The idea that things feel worse when they are actually getting better appealed to me because of something a colleague said to me at work recently. She has been involved in implementing a number of changes to work rosters that has seen staff moved into different work activities or different work groups as part of a cross-skilling program. Her comment was that everyone is now upset and complaining and that morale has become worse. “We always had whingers but now we have people getting really involved in challenging what is happening and why”.
Farson says that managers expect their improvement efforts to result in satisfaction from those they try to help. He says they often do increase satisfaction– but not for long. The paradox is that ‘improvement in human affairs’ leads not to satisfaction but to discontent. The discontent, though, is ‘higher-order’ discontent than existed before. He cites Maslow as advising managers to ‘listen not to the presence or absence of complaints, but rather to what people are complaining about’. It is the quality or level of complaint that is important. In the least healthy organisations, Maslow says you will hear low-order complaining. For example, complaints about working conditions that affect them. In healthier organisations, there are higher-order complaints that extend beyond the person to more altruistic concerns. For example, safety standards or equity in decisions made. He says that very healthy organisations have ‘metagrumbles’ related to needs for self-actualisation. ‘My talents are not being recognised or used’. ‘I am not being engaged in decision making enough’.

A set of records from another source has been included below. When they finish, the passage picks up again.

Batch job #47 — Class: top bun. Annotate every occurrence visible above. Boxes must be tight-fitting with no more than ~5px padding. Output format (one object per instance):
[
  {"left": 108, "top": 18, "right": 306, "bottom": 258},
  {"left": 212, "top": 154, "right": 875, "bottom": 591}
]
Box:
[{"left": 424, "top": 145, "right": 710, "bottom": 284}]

Farson cites this as an absurdity. He says that only in an organisation where people are engaged and where their talents are being utilised would it occur to someone to complain about it. The test of management effectiveness is not whether or not there are complaints or if people are satisfied, but what is the quality of the discontent you have engendered. The manager’s job is to move people from low-order discontent to high-order discontent. He describes it as the ‘paradox of rising expectations’ – when something starts to improve, people start to expect more and they move up through Maslow’s hierarchy of needs in their complaining.

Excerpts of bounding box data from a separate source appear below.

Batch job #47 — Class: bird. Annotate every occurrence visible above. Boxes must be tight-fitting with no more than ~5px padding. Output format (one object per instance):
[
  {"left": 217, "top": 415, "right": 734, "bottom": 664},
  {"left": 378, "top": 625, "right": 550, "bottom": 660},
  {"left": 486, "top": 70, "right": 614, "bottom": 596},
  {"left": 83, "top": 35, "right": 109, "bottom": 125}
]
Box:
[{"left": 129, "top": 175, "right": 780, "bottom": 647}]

My colleague has become concerned about this occurring. And in local government today, it is a legitimate concern. The level of satisfaction of staff and the community has become a key indicator of performance. And it is important, but is it measuring what people think it is? I once increased the service level for street tree pruning at a council that had previously only offered a very basic service. When people saw trees being pruned they rang the council to request pruning of the tree outside their home. The number of requests went through the roof and there was an enquiry into why the service was failing to meet community needs.
We have also become preoccupied with complaints as an indicator. The simple number is used to assess the performance of managers. I was once responsible for a waste service that had 7000 service requests or complaints a year. This was about 30% of the total number of such requests received by the council. Something had to be done! But did it? The waste service delivered over 3.5 million services each year. About half of the 7000 customer contacts were designed into the service model – i.e. residents had to advise if their bin needed repairing, we didn’t inspect them all. The others were legitimate failures of the service. It was a failure rate of 0.1% of services delivered.
If there is an absurdity in all this in local government, it is the simplistic way that we judge performance. We might call it listening to our staff or listening to the community (and we are). But is it telling us what we need to know?
Farson, Richard 1996. Management of the Absurd – Paradoxes in Leadership.